Attorney: Arguments to SCOTUS in baker case will allege bias of CO Civil Rights Commission

(Promoted by Colorado Pols)

Nicole Martin, the Alliance for Defending Freedom attorney who has represented Jack Phillips of Masterpiece Cakeshop, appeared Denver’s KNUS radio Thursday, September 7, to update listeners on preparations for the highly anticipated hearing of arguments in Phillips’ case by the United States Supreme Court in the coming months.

Speaking with show hosts Chuck Bonniwell and Julie Hayden, Martin highlighted developments surrounding the case since the Colorado Civil Rights Commission and subsequent court appeals ruled against Phillips, who refused services in 2012 to a gay couple requesting a wedding cake for their matrimony celebration.

Martin explained how these developments have steered her legal team’s strategy and tactics in preparing to argue Phillips’ defense to the Supreme Court.

One evolution in the ADF case is to claim that Phillips faced a biased Civil Rights Commission, which demonstrated a prejudice against people of faith. In her radio appearance, Martin points to a statement made by Commissioner Diann Rice:

“So, we pointed out to the court — […] when we were trying to get the stay of that Colorado Civil Rights Commission order while the appeal and the Colorado Court of Appeals was pending, she revealed herself to be openly hostile and biased toward people of faith when she compared Mr. Phillips – whose father was a World War II vet and helped liberate one of the first concentration camps – when she compared Mr. Phillips and his assertion of his First Amendment rights to slaveholders and Nazis. So, we focused on that.”

Rice’s actual statement, however, appears to be a broad, historical observation, framing the root of the debate.

At issue is whether equal protections for the couple, guaranteed under public accommodation laws, supersede Phillips’ claim to his First Amendment rights, which his legal team has framed in terms of religious liberty and artistic expression. Phillips’ devout Christian beliefs were cited in his refusal to sell gay wedding cakes.

Right wing online news outlets have widely cited Rice’s comments as proof of bias against people of faith in general, and against Phillips in particular.

In July 2014, while announcing the commission’s decision to stay the order against Phillips, Rice made the following statement:

“I would also like to reiterate what we said in the hearing or the last meeting,” Rice said during consideration of Phillips’ case. “Freedom of religion and religion has been used to justify all kinds of discrimination throughout history, whether it be slavery, whether it be the Holocaust, whether it be – I mean, we – we can list hundreds of situations where freedom of religion has been used to justify discrimination. And to me it is one of the most despicable pieces of rhetoric that people can use to – to use their religion to hurt others.”

Another development which Martin believes will bolster Phillips’ case came from the activism of a Christian radio host and provocateur from Castle Rock named Bill Jack, who, in response to the original ruling against Masterpiece Cakeshop, solicited cakes with anti-gay messages and imagery from bakeries.  Jack filed a complaint with the Civil Rights Commission when those bakeries refused his request.

Martin explained how Bill Jack’s case, in which the commission ruled against his complaint, will be used in arguments to the Court:

“So we did beef up the brief extensively, based on that blatant double standard that it depends on […] who the message speaker is.”

Interestingly, in an interview from April 2015, Bill Jack made his own Nazi comparison from the other side of the debate, saying he believed the Civil Rights Commission were “acting like the Nazis. They are acting like those who want to re-educate the public,” referring to the commission’s order that Masterpiece Cakeshop rewrite company policy to comply with lawful, non-discriminatory practices.

Martin’s appearance on KNUS coincided with the filing of amicus curiae briefs – or, “friend of the court” briefs — in the Supreme Court case.

When Hayden inquired who had authored amicus briefs in support of Phillips’ case, Martin replied that she didn’t know specifically, but the list of supporters was long.  The only amicus author she mentioned was The Conference of Catholic Bishops.
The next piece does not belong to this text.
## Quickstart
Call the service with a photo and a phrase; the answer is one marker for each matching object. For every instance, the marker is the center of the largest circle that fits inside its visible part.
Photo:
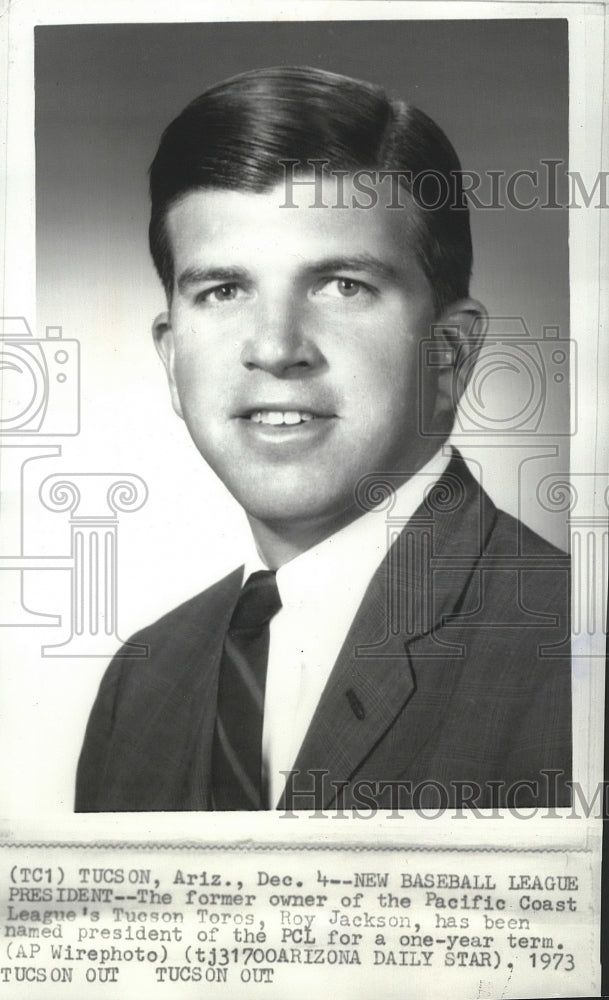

After Martin’s interview aired, it was revealed that the United States Department of Justice, led by Trump-appointed Attorney General Jeff Sessions, had filed a brief in support of Phillips’ defense.

Listen to Nicole Martin’s interview on the Chuck & Julie Show on the player below:

12 Community Comments, Facebook Comments

  1. Gilpin Guy says:

    Ah the reverse bias defense as the GO-TO excuse for people who are bigoted and biased.

    "I'm a victim because of my bigotry.  Boohoo.  Poor me."

    What pathetic Christians.  I guess they aren't going to walk a mile with The Gay either.

  2. spaceman65 says:

    Please make that argument in the Supreme Court.  See how far you get with that. Ms. Martin clearly does not have the chops for a Supreme Court argument if that's what she'll be arguing

  3. RepealAndReplace says:

    I'm gay and I'm pulling for the civil rights commission in this case but I have to ask the couple who sought the cake (and all those gay couples who order cakes in the future from this bakery): do you really want people you've exposed as homophobic bigots to the world handling food you want to serve to your guests?